Мама морщится, будто от омерзения.
— Боже. Я благодарила монстра, который избил и бросил мою кровинушку, моего единственного сына в богом забытой дыре...
Она прячет лицо в ладонях, а я поднимаюсь, чтобы подойти и крепко-крепко ее обнять, прижать к себе и уткнуться носом ей в плечо.

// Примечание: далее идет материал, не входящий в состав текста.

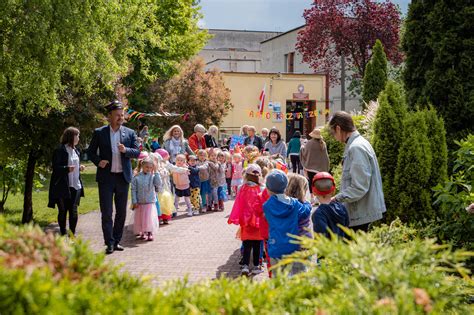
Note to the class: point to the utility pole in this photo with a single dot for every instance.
(343, 83)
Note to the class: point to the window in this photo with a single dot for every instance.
(291, 59)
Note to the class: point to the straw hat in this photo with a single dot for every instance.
(316, 133)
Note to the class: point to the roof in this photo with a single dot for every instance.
(249, 31)
(281, 34)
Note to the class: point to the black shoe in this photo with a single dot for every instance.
(109, 249)
(119, 248)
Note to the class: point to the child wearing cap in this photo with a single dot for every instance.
(195, 184)
(283, 214)
(328, 214)
(245, 213)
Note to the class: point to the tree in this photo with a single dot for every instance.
(349, 29)
(413, 171)
(388, 128)
(52, 50)
(376, 73)
(437, 136)
(201, 94)
(180, 40)
(439, 69)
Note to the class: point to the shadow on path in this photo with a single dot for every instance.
(231, 269)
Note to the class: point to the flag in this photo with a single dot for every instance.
(262, 99)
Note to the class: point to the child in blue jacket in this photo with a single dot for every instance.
(283, 214)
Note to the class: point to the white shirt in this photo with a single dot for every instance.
(116, 166)
(73, 160)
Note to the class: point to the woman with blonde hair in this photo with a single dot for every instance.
(314, 155)
(211, 137)
(175, 143)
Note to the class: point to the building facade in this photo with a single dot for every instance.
(254, 60)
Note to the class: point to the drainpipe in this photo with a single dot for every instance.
(327, 95)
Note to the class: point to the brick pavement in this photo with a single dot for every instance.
(201, 247)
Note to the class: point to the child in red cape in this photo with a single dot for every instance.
(246, 213)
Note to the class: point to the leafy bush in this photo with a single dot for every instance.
(376, 73)
(389, 271)
(454, 224)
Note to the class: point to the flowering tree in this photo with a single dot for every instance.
(203, 95)
(349, 29)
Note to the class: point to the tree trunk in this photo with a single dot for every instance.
(28, 195)
(343, 83)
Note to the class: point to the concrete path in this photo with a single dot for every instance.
(201, 247)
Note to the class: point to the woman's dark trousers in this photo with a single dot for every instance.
(68, 205)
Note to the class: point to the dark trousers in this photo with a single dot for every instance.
(295, 163)
(310, 178)
(362, 227)
(66, 205)
(116, 190)
(254, 247)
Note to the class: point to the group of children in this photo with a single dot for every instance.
(271, 206)
(203, 180)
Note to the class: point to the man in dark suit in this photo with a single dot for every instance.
(253, 139)
(111, 149)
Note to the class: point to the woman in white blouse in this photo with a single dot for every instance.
(65, 188)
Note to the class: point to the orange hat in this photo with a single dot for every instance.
(319, 176)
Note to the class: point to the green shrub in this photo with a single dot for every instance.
(453, 223)
(413, 171)
(389, 271)
(376, 74)
(388, 129)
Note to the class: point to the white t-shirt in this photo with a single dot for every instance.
(73, 160)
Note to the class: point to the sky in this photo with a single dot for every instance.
(259, 15)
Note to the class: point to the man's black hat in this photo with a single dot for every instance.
(113, 106)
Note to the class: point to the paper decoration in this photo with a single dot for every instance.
(287, 116)
(236, 140)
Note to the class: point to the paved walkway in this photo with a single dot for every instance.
(202, 247)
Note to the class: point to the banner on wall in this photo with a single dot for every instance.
(236, 140)
(288, 116)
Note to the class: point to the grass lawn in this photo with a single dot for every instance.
(43, 215)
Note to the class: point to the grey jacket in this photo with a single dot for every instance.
(279, 148)
(361, 183)
(144, 187)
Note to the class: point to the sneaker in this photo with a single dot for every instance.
(150, 237)
(257, 270)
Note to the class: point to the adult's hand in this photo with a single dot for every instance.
(103, 163)
(121, 148)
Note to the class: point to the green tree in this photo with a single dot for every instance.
(388, 127)
(53, 50)
(413, 171)
(438, 68)
(201, 94)
(376, 73)
(437, 137)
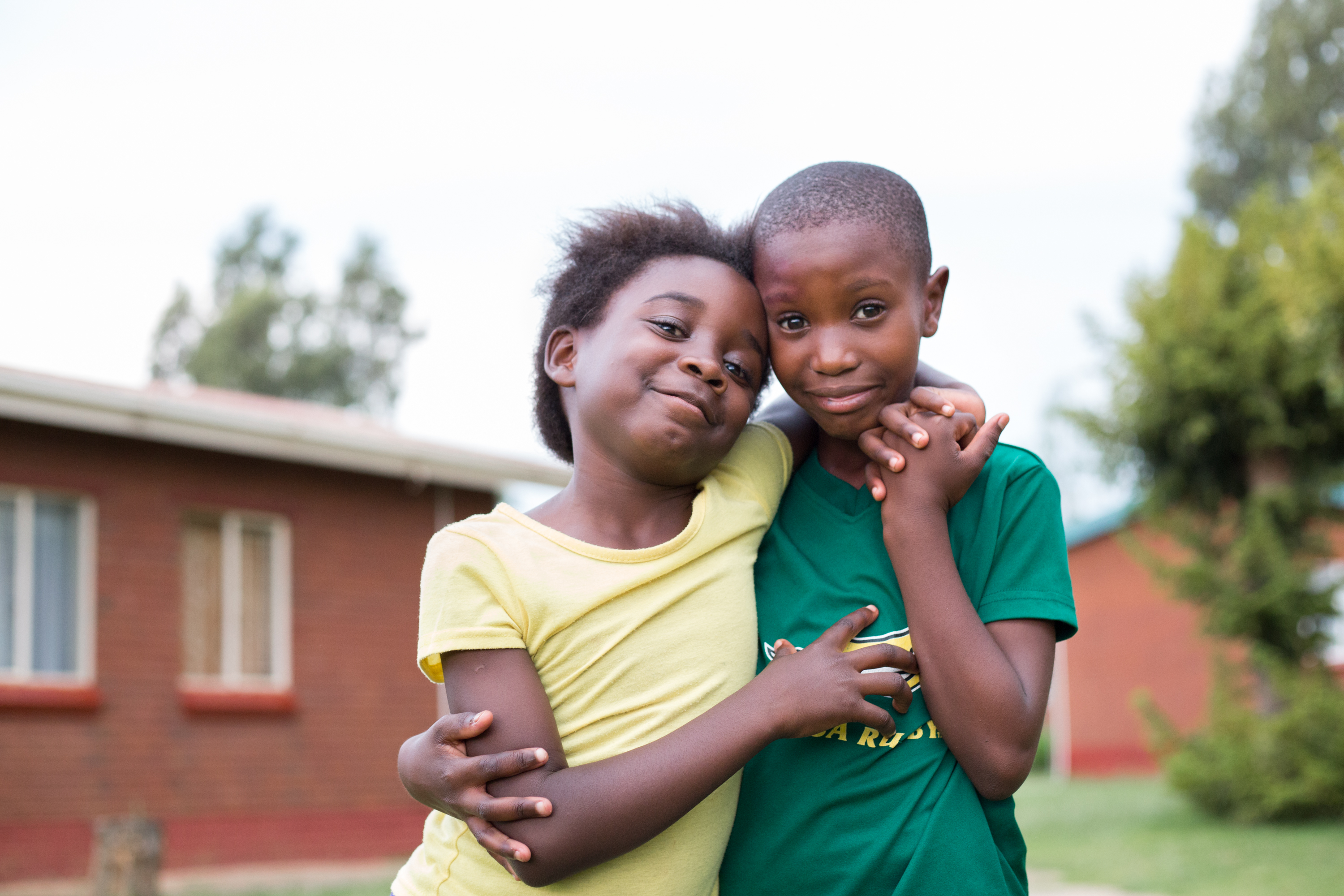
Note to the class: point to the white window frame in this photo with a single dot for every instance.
(86, 605)
(232, 677)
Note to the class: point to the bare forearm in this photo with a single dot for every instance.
(608, 808)
(986, 711)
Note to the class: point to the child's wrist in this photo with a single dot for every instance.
(913, 515)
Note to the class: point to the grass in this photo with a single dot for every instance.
(1137, 835)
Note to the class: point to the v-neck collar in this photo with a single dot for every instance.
(834, 491)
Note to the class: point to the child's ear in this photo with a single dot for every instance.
(561, 355)
(935, 289)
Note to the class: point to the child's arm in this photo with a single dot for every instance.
(436, 771)
(935, 392)
(608, 808)
(986, 684)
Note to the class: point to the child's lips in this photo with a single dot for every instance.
(843, 404)
(691, 405)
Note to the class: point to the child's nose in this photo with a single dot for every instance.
(705, 370)
(832, 357)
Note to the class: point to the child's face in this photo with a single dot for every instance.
(664, 385)
(846, 314)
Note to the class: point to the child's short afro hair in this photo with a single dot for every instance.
(849, 191)
(600, 254)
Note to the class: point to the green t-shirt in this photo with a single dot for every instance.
(846, 812)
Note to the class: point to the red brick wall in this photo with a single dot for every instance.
(358, 546)
(1131, 636)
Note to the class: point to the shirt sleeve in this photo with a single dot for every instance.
(463, 594)
(1029, 578)
(761, 462)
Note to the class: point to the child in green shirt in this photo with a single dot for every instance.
(979, 591)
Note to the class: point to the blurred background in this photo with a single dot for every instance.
(220, 224)
(1050, 144)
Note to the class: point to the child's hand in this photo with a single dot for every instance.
(940, 476)
(900, 420)
(437, 771)
(824, 685)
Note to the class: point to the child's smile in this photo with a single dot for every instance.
(846, 316)
(663, 386)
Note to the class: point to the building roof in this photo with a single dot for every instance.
(258, 426)
(1080, 534)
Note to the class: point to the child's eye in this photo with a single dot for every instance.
(671, 328)
(738, 371)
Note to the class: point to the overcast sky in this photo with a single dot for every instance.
(1049, 142)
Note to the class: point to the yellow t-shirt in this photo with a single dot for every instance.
(629, 646)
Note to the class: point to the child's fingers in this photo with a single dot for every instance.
(937, 400)
(849, 626)
(873, 445)
(897, 420)
(887, 684)
(964, 429)
(932, 400)
(883, 656)
(507, 808)
(496, 844)
(873, 477)
(874, 718)
(987, 440)
(461, 726)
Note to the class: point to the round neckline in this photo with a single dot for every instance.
(616, 555)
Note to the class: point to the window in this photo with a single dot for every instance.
(46, 587)
(236, 602)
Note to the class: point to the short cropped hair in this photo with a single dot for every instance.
(600, 254)
(849, 191)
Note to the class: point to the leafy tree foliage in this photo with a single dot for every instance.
(1230, 400)
(263, 336)
(1285, 95)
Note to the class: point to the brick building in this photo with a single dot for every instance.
(207, 614)
(1132, 634)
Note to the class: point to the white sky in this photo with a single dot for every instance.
(1049, 140)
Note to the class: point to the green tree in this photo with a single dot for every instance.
(263, 336)
(1229, 398)
(1285, 96)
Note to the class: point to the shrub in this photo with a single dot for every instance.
(1287, 765)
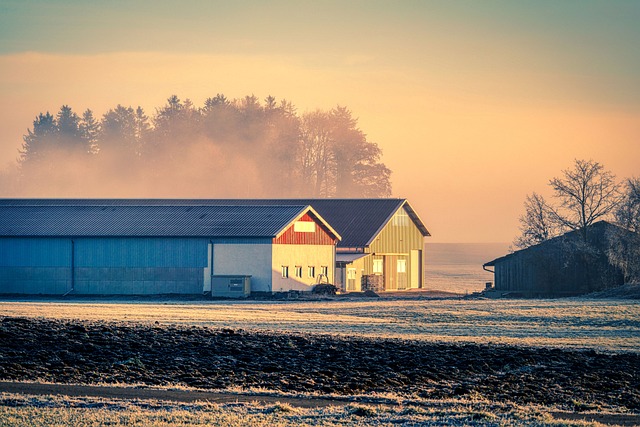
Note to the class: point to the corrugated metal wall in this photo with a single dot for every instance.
(102, 265)
(35, 265)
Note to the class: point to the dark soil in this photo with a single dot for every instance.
(92, 352)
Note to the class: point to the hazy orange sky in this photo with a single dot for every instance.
(475, 104)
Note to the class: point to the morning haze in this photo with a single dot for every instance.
(472, 107)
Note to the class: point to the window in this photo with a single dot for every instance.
(377, 266)
(351, 279)
(304, 227)
(401, 218)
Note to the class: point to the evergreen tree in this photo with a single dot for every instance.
(90, 130)
(39, 141)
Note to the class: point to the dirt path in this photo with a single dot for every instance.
(189, 396)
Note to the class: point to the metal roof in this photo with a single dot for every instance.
(358, 221)
(73, 219)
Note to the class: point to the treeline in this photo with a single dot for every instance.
(226, 148)
(582, 196)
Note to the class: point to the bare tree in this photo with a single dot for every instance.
(587, 193)
(537, 224)
(624, 250)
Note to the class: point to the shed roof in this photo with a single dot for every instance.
(75, 219)
(597, 232)
(358, 221)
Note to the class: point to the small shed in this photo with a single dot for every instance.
(562, 266)
(61, 247)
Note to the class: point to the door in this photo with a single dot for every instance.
(402, 272)
(351, 279)
(390, 272)
(416, 269)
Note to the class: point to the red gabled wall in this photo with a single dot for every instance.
(320, 237)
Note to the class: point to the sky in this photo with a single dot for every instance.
(474, 104)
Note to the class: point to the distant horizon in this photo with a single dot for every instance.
(474, 105)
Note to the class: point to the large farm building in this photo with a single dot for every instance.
(217, 247)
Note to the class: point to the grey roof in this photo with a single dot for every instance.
(76, 220)
(358, 221)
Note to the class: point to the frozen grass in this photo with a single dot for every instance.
(606, 325)
(25, 411)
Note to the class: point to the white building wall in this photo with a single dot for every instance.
(303, 256)
(245, 259)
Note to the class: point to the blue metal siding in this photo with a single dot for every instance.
(35, 252)
(141, 252)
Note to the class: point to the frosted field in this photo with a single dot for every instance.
(606, 325)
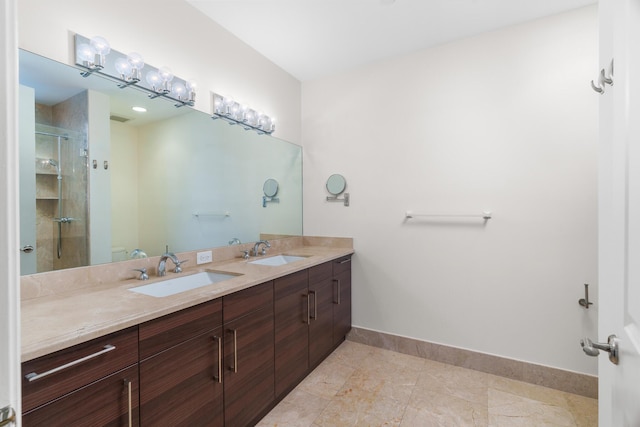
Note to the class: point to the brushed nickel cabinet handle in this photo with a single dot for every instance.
(308, 317)
(315, 305)
(234, 368)
(128, 382)
(219, 376)
(338, 299)
(34, 376)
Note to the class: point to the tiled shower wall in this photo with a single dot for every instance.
(68, 117)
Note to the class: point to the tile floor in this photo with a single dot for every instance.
(359, 385)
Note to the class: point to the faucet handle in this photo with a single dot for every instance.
(178, 268)
(143, 273)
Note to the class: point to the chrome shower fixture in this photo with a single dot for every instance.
(96, 56)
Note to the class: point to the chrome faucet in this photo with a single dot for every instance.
(163, 260)
(256, 247)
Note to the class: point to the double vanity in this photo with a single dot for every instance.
(221, 347)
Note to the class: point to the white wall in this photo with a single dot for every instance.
(504, 121)
(168, 33)
(124, 186)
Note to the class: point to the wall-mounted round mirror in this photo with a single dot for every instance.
(336, 184)
(270, 187)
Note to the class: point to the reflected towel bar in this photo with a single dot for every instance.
(199, 214)
(484, 215)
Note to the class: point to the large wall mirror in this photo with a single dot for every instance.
(99, 180)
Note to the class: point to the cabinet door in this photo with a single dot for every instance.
(292, 316)
(111, 401)
(342, 301)
(182, 386)
(249, 361)
(321, 325)
(48, 377)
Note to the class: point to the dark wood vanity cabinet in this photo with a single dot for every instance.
(93, 383)
(312, 316)
(181, 368)
(342, 301)
(292, 317)
(225, 362)
(321, 303)
(248, 355)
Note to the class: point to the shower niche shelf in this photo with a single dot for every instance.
(46, 187)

— Мам, ты не плачь только, — прошу негромко, гладя ее по подрагивающей спине. — Со мной все будет в порядке.
Мы стоим, обнявшись, пока она не перестает сотрясаться в беззвучных рыданиях.
Со мной все будет хорошо.
Всем назло.
И на-ебаное-всегда.
— Про Питер это ты серьезно говорила? — спрашиваю через какое-то время. Есть что-то притягательное в мысли бросить место, где мне причинили столько боли. Но убегать от боли, как и от ранящих воспоминаний, дело бесполезное. Ее можно только пережить, пропустить через себя, и никогда — сделать вид, будто ее не существует.
Этому меня научил Паша.
— Как ты сам захочешь, — мама вытирает мокрые щеки рукавом, отворачивается и выходит в коридор. — Как сам решишь.